Oleh:
Velix Wanggai
Ketika kita mengunjungi berbagai daerah di Tanah Air dalam dua tahun terakhir, kita menyaksikan derap langkah pembangunan yang dinamis di berbagai daerah. Kita adalah negara kepulauan terbesar di dunia. Ada ruang darat, ruang laut, dan ruang udara sebagai satu kesatuan wadah NKRI. Luas wilayah yang luas adalah kekuatan, namun juga merupakan tantangan yang kita hadapi dalam mengelola pembangunan regional dan sektoral. Tidak bisa dipungkiri bahwa Tanah Air kita memiliki keberagaman yang tinggi antarwilayah seperti keberagaman dalam kualitas dan kuantitas sumber daya alam, kondisi geografi dan demografi, agama, serta kehidupan sosial budaya dan ekonomi. Disinilah, pentingnya makna pembangunan berdimensi kewilayahan yang didorong Presiden SBY hari-hari ini.
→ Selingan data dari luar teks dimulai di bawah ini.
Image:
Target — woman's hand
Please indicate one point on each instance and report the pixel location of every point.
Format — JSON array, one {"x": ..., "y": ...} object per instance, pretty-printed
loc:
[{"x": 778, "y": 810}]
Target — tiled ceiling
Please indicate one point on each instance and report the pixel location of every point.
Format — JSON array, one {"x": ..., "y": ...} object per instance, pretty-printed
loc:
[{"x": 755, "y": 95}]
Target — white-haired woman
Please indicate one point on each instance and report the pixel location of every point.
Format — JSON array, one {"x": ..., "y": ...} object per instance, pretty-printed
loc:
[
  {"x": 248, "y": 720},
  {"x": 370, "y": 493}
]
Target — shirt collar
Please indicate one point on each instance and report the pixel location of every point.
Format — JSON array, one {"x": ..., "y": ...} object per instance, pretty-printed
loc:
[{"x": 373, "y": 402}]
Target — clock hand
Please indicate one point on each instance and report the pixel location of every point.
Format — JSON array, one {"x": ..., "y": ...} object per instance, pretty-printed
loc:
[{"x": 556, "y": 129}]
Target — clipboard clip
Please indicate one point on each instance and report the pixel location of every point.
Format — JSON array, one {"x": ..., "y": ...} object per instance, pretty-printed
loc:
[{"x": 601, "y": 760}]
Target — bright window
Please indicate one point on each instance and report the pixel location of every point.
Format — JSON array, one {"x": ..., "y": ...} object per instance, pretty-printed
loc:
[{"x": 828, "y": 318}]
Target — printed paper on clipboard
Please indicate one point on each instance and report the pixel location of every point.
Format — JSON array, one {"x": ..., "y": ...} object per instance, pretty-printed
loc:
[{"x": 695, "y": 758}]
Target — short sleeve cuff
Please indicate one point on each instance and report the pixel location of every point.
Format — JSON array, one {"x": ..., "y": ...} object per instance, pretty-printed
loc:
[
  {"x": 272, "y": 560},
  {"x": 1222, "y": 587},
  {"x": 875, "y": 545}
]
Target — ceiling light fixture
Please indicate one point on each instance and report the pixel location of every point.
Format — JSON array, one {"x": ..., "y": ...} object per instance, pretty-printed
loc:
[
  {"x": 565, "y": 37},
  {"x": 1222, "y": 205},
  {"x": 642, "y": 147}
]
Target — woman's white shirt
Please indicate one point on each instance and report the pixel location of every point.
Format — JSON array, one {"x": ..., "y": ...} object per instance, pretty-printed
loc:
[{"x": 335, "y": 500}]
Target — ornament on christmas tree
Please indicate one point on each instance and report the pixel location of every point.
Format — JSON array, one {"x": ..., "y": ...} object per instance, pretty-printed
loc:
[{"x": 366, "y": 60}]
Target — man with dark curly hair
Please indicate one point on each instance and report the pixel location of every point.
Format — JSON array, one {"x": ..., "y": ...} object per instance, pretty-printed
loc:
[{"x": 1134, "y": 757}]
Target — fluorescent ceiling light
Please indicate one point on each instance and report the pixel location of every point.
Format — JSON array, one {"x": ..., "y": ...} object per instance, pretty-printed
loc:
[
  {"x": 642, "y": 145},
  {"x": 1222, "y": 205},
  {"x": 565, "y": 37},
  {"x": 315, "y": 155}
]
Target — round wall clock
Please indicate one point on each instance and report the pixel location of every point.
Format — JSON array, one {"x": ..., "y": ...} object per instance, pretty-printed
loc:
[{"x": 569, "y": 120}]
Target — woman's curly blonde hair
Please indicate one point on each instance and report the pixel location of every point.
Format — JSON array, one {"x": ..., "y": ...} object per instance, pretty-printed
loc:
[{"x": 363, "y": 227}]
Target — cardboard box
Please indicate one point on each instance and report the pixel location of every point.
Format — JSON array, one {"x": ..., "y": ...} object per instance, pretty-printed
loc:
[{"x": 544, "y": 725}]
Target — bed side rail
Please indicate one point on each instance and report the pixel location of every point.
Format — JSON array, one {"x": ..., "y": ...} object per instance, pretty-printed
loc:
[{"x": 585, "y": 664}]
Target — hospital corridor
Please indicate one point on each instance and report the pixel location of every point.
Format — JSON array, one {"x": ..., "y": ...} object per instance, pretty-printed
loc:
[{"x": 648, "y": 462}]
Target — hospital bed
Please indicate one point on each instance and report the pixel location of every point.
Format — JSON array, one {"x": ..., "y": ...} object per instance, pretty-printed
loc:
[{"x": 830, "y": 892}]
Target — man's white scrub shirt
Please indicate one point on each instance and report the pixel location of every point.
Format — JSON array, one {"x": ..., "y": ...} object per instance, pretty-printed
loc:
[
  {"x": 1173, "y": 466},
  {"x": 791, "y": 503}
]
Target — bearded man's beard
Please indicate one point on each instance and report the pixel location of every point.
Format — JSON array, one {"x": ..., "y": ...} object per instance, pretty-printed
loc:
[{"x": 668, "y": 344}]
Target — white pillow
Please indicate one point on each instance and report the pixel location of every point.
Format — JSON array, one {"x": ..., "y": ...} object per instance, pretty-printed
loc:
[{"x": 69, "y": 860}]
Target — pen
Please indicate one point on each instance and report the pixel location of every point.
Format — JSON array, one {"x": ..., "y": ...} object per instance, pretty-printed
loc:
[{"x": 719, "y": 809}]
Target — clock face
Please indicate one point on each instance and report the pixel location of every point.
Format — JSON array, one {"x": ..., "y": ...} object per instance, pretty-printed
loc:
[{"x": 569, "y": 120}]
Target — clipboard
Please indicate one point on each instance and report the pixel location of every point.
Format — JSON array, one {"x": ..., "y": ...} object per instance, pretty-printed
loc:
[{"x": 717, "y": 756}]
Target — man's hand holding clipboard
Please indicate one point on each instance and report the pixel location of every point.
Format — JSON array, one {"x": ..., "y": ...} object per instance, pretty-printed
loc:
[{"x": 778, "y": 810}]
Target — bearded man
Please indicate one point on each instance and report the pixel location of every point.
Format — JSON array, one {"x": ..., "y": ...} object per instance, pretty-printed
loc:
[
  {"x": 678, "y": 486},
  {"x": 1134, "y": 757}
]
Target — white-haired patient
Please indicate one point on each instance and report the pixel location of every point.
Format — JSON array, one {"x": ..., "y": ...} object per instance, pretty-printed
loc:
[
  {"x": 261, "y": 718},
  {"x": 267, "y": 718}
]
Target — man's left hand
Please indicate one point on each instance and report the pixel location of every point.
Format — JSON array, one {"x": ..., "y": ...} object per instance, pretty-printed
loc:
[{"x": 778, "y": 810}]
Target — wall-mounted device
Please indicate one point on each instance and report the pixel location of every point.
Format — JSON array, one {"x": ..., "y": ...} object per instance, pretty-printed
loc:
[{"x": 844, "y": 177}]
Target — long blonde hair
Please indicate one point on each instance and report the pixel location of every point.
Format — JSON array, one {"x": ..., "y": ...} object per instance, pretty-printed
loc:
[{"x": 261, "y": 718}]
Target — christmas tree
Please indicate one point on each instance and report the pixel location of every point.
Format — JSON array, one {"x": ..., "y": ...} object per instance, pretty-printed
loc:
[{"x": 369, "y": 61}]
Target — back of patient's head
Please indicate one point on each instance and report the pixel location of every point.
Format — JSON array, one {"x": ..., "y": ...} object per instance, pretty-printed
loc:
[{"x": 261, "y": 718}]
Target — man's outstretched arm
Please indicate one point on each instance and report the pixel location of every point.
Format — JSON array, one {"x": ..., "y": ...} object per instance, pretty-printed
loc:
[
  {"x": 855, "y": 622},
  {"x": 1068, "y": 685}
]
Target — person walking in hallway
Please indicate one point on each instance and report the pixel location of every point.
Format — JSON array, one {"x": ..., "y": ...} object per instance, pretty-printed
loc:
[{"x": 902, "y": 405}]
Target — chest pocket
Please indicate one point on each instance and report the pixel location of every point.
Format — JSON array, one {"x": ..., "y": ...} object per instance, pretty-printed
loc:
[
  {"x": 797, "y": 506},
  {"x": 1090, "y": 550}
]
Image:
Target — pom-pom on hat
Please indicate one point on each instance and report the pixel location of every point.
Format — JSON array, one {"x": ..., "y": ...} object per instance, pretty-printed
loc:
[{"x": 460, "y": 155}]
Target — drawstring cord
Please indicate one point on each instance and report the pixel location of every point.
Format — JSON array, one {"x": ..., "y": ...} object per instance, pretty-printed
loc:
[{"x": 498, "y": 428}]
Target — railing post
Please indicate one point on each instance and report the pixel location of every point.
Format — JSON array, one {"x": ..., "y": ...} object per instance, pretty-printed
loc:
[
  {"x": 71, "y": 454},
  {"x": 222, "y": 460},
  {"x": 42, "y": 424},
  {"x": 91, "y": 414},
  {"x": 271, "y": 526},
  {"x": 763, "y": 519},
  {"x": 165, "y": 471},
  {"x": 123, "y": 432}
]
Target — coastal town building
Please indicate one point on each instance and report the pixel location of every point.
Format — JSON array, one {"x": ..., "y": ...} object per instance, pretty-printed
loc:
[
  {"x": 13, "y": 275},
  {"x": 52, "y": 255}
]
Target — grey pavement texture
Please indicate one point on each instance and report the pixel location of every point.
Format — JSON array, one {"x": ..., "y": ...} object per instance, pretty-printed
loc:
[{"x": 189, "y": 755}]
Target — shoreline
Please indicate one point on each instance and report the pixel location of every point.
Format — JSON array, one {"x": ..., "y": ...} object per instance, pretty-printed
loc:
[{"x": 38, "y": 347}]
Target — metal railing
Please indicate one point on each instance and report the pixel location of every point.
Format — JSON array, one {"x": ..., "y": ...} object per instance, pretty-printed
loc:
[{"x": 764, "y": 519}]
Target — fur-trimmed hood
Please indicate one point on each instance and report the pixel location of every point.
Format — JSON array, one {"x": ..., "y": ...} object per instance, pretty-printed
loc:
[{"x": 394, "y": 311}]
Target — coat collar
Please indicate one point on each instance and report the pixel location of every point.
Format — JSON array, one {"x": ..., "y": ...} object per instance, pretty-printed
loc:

Langkah utama yang saat ini Presiden SBY benahi adalah mengarusutamakan pendekatan kewilayahan dalam UU No. 17 Tahun 2007 tentang Rencana Pembangunan Jangka Panjang Nasional (RPJPN) 2005-2025 maupun di dalam RPJMN 2010-2014. Regulasi ini mengamanatkan aspek spasial diintegrasikan ke dalam kerangka perencanaan pembangunan. Tidak hanya RPJP, Pemerintah juga membenahi kebijakan pemanfaatan ruang dengan menerbitkan UU No. 26 Tahun 2007 tentang Penataan Ruang. Disinilah, pentingnya integrasi dan keterpaduan antara Rencana Pembangunan dengan Rencana Tata Ruang di semua tingkatan pemerintahan, apakah pusat, provinsi, kabupaten, dan kota.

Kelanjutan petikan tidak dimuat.